Spend, Save and Invest Smartly
You might have thought many times that what does these big economists do and how does their decisions affect us…..? So this time we are trying to take you through some of the main concepts of economic policies and the affects of those on each of us the so called “Aam Aadmi”. So basically there are two kinds of economic policies taken by a Govt. or regulatory bodies, such as Monetary and Fiscal policies. Monetary policies are those which a central bank or government of a country takes to keep a control on demand and supply of money with an objective of attaining growth and stability of the economy.
Recently RBI the central Bank of India announced its monetary policies. Before going into the reasons and impacts of that, let us understand what policy rates are and what is the impact they can directly have on other rates like home loans, personal loans and lending rates…?
In simple words Policy rates are the monetary tools of RBI (Reserve Bank of India) which it use to control the money supply in the country, determining and maintaining day to day liquidity in the system and to determine other bank rates. Some of the key Policy rates are given below;
All the banks have to maintain a certain percentage of cash deposits with RBI that amount of funds are called Cash Reserve Ratio (CRR). Increase in the rate of CRR means Banks have to park more money with RBI and the funds available with banks will come down. RBI increases the rate to pull out excessive money from the banks and to maintain a balance.
This is the rate at which Banks borrows money from RBI. It’s the lending rate of the central bank. So if central bank increases the Repo rate it is not good news for banks as they have to borrow money at high cost. This compels banks to increase their lending rates as they get money at high rates.
Reverse Repo rate is the opposite of repo rate. It means the rate at which RBI borrows funds from the banks. If RBI increases this rate its good for the banks as they get higher returns by lending money to RBI.

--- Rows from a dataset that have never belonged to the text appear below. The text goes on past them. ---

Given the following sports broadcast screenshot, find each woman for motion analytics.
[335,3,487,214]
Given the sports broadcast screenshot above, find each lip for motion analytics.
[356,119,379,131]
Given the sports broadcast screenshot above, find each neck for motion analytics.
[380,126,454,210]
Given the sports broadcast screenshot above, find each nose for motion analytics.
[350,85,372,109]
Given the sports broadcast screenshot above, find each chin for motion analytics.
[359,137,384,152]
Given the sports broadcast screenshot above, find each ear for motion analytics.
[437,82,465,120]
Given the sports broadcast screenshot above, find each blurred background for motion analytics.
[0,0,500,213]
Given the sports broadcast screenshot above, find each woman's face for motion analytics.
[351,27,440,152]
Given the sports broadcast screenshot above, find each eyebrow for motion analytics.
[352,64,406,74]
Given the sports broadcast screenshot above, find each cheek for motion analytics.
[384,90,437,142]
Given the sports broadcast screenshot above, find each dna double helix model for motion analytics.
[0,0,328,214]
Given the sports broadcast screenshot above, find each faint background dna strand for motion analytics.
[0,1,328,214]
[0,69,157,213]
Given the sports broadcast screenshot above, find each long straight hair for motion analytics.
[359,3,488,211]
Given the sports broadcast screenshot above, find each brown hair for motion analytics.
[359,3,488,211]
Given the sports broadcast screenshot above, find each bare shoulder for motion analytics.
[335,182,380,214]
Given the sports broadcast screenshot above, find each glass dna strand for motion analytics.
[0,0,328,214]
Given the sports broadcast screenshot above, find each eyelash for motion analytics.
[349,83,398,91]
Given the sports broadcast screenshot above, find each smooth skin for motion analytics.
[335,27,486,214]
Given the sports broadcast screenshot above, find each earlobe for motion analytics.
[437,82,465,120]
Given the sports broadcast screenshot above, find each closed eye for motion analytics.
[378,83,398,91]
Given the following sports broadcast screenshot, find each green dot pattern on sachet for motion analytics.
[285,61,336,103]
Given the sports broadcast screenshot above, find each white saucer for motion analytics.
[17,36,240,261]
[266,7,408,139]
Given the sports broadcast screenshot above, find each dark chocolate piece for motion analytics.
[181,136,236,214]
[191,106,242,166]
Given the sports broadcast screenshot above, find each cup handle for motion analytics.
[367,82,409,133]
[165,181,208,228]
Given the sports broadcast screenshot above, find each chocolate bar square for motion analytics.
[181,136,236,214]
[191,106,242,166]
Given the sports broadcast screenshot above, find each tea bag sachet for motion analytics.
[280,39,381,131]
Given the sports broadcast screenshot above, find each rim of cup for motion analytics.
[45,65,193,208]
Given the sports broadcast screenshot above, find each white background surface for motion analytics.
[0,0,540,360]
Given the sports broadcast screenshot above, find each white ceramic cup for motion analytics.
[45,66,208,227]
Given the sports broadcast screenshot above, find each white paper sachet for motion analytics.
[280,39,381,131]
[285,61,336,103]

So these are the basic policy rates which are very crucial not only for the economy but also for a common man because who is going to be effected ultimately.
Recently RBI has hiked CRR by 25 basis points, Repo rate by 25 basis points and Reversed Repo Rate also by 25 basis points. Due to this move by RBI 12500 crore of excess funds will be pulled out of the Economy. But this move has raised our eyebrows as on the one hand country is facing inflationatory pressure and on the other hand economic recovery is under way. So how effective is this move, we all have to wait and watch.